D. Membuat Kegembiraan
Jika
guru secara sadar dapat menciptakan kegembiraan ke dalam pekerjaannya,
maka kegiatan mengajar dan belajar akan lebih menyenangkan. Kegembiraan
membuat siswa siap belajar dengan mudah, dan bahkan dapat mengubah sikap
negatif menjadi positif, hubungan yang kaku manjadi cair.
Bayangkan
jika suasana menegangkan di atas selalu ada dalam proses kegiatan
belajar maka sekolah tak ubahnya seperti penjara yang merengut
kebebasannya untuk berpikir, berekspresi dan beraktualisasi diri. Oleh
karena itu, marilah kita buat suasana belajar dalam keceriaan dan warnai
hari-hari kita dengan kegembiraan.
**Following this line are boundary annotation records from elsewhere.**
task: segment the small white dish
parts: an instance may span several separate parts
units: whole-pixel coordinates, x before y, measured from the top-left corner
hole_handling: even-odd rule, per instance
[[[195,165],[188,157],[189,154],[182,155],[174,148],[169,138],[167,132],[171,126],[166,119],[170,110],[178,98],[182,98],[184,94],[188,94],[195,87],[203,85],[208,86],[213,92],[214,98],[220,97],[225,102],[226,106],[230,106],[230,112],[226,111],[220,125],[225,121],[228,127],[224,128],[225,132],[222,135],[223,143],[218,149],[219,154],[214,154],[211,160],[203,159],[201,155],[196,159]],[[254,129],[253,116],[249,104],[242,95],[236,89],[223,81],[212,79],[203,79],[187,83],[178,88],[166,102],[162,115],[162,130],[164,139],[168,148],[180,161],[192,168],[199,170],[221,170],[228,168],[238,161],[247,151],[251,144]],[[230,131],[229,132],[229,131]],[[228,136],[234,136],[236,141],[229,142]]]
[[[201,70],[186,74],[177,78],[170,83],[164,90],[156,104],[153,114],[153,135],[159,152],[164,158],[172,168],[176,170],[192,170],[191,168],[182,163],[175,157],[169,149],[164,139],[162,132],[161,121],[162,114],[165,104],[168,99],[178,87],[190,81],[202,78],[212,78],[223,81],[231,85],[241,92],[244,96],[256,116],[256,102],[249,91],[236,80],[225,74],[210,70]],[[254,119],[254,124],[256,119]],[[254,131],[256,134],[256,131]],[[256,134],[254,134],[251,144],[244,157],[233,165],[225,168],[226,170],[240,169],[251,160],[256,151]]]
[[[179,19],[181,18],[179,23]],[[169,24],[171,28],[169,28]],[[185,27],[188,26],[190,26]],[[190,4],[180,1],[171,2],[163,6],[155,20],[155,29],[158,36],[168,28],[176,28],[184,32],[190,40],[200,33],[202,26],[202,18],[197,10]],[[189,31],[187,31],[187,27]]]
Kita masih mempunyai kesempatan
untuk memperkenalkan kembali siswa-siswa kita dengan ketaktuban dan
kegembiraan belajar.
Dengann suasana belajar yang menyenangkan
pastilah akan bermunculan inspirasi-inspirasi baru yang menyegarkan.
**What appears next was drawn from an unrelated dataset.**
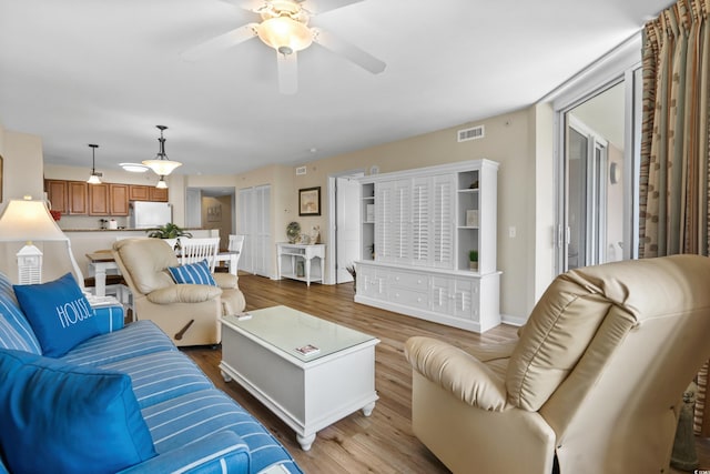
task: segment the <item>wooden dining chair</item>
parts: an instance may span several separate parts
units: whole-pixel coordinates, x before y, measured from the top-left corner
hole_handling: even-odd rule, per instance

Inspirasi ini tidak hanya diciptakan oleh guru, tetapi sangat mungkin
inspirasi tumbuh dari dalam diri siswa sendiri.
E. Memberi Pujian
Pujian
merupakan salah satu bentuk penghargaan yang diberikan kepada
seseorang. Hampir semua orang suka dipuji karena dalam pujian terkandung
pengakuan seseorang atas keberadaannya.
Dr. Devey berkata bahwa
dorongan yang terkuat dalam diri seseorang ialah : “Keinginan untuk
dirinya supaya dianggap penting dan dihargai. Dan William Yones berkata
: “Naluri yang terpendam dalam diri manusia ialah rasa diri ingin
dihargai orang lain. “ Dan hasrat ini tetap menggelora ataupun terpendam
didalam diri setiap orang.
Akan tetapi, sungguh sayang masih
jarang guru yang memberikan pujian secara tulus. Pada umumnya guru lebih
memerhatikan sanksi-sanksi yang layak diberikan kepada siswa daripada
memujinya. Kita memberikan pujian hanya diperuntukkan bagi siswa yang
berprestasi secara akademik. Memberikan pujian hanya ditujukan untuk
membanding-bandingkan antara si pintar dan si bodoh sehingga justru
dapat menyakitkan orang lain.
Pujian sebenarnya dapat dilakukan
dengan mudah. Caranya pun terbilang gampang. Hanya saja memberikan
pujian terasa sulit dilakukan karena pengakuan diri kita terlalu besar
sehingga cukup sulit untuk berendah hati mengakui kebesaran orang lain.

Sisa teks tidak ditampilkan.